Estamos llamados a buscar a la persona en nuestro medio que ha sido preparada con las sandalias de la paz, y a caminar en comunión con ellos. Esta es una persona digna de nuestro tiempo. Y también debemos ser dignos de ellos, siendo personas de paz, listas para servir en el amor de la paz.

Esta paz de la que hablamos aquí es una intimidad entre personas donde la relación es libre de fluir y crecer. Tiene el trasfondo de la salvación de Dios al respecto. La relación tiene esa cualidad de alegría enrarecida, incluso en medio del dolor, por los puntos en común de la unidad compartida en el concierto de las dos personas.
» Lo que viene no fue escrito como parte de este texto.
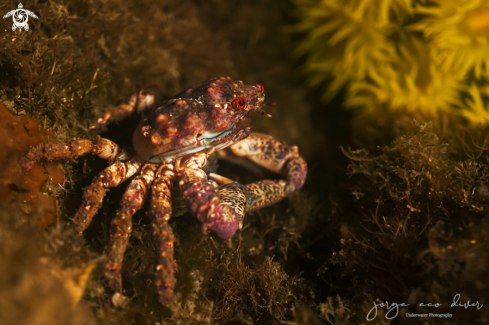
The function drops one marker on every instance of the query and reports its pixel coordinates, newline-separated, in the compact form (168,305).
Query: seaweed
(417,224)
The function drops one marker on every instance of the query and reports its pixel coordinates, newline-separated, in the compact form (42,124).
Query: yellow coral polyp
(479,22)
(400,56)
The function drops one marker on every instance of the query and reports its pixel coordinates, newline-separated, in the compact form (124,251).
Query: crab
(172,143)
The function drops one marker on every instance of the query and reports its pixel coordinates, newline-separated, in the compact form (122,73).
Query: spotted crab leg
(273,155)
(220,209)
(160,211)
(93,196)
(104,148)
(139,102)
(132,200)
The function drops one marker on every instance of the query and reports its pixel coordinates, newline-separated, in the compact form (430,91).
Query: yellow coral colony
(406,55)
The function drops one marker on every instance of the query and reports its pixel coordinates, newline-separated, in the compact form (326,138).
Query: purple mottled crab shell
(207,115)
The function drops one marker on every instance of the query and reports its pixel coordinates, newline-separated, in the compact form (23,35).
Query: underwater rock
(19,188)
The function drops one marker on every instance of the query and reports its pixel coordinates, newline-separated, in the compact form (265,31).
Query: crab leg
(161,210)
(220,209)
(93,196)
(138,102)
(132,201)
(273,155)
(104,148)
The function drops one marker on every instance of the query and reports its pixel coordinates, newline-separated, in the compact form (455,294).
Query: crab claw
(221,209)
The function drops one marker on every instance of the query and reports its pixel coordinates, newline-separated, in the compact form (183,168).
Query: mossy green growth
(417,57)
(417,229)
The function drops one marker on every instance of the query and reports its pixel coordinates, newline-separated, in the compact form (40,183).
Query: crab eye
(239,103)
(262,89)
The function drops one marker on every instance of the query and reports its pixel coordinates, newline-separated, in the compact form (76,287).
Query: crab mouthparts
(262,112)
(208,140)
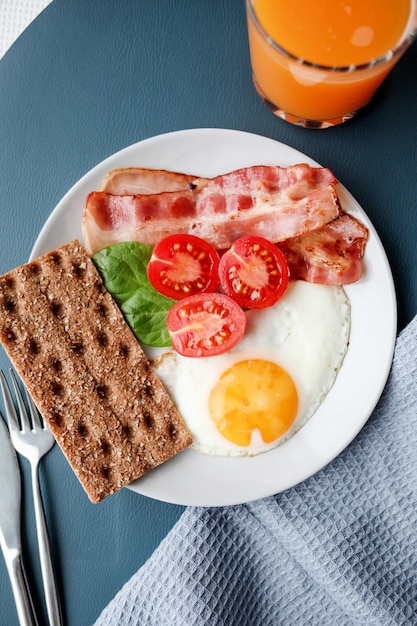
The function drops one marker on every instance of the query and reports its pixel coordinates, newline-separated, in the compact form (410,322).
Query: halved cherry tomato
(183,265)
(205,324)
(254,272)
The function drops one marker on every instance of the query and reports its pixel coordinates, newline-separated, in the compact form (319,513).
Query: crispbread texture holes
(86,372)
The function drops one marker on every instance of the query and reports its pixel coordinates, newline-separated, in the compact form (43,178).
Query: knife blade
(10,542)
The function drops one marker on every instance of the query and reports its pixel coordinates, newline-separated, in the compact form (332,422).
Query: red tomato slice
(205,325)
(183,265)
(254,272)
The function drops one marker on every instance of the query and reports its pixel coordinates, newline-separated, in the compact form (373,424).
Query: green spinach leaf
(123,268)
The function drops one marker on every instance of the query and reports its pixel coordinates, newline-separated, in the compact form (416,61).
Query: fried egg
(252,398)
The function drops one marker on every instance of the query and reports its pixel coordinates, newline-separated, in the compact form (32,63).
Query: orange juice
(320,65)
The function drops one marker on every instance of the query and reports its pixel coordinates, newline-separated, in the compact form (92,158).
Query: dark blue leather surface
(85,80)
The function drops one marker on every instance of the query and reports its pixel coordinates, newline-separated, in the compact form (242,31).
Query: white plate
(195,479)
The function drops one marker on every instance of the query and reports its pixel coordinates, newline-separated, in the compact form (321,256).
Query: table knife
(10,501)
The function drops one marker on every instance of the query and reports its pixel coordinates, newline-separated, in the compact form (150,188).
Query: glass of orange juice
(315,64)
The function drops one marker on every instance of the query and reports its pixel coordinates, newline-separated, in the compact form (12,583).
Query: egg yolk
(253,394)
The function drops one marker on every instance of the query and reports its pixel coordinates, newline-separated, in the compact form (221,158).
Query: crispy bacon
(331,255)
(139,180)
(273,202)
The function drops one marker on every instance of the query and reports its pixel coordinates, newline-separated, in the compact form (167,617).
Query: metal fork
(32,439)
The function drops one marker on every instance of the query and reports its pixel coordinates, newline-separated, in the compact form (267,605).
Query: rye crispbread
(86,372)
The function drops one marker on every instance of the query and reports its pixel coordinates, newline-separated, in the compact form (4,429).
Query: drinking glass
(309,93)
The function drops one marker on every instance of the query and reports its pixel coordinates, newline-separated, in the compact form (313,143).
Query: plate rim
(152,484)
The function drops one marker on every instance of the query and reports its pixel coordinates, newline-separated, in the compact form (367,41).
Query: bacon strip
(273,202)
(331,255)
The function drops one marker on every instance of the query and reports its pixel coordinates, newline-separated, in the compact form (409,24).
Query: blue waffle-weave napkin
(338,549)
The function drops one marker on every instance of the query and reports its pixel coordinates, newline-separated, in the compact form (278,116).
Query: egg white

No hay culpabilidad por las relaciones fracturadas que hemos tenido. Cristo nos ha liberado de la necesidad de soportar tal carga. No somos responsables. Si hemos dado lo que pudimos a una relación, y no recibimos ninguna señal de que el esfuerzo que hicimos se consideró digno para ellos, entonces nuestro tiempo no se gasta dignamente con ellos.

Crecemos en paz cuando pasamos tiempo con personas en paz.

Y mientras pasamos tiempo con una persona en paz, ambos podemos crecer en nuestra experiencia de la salvación de Dios en Cristo.

Aquí & # 39; un pensamiento final:

Cuando somos & # 39; somos personas de paz, nosotros & # 39; son dignos de tiempo: los nuestros, los de ellos y los de Dios. Solo cuando somos personas de paz somos realmente dignos del tiempo que nos han dado.

El tiempo es oro. Nunca debe darse por sentado. Ser personas de paz nos ayuda a conciliar las maravillas del tiempo, que vivimos en la cúspide, para poder aprovecharlo al máximo.

Que El que te otorgó tu paz, la anime cada vez más hasta la venida de Cristo.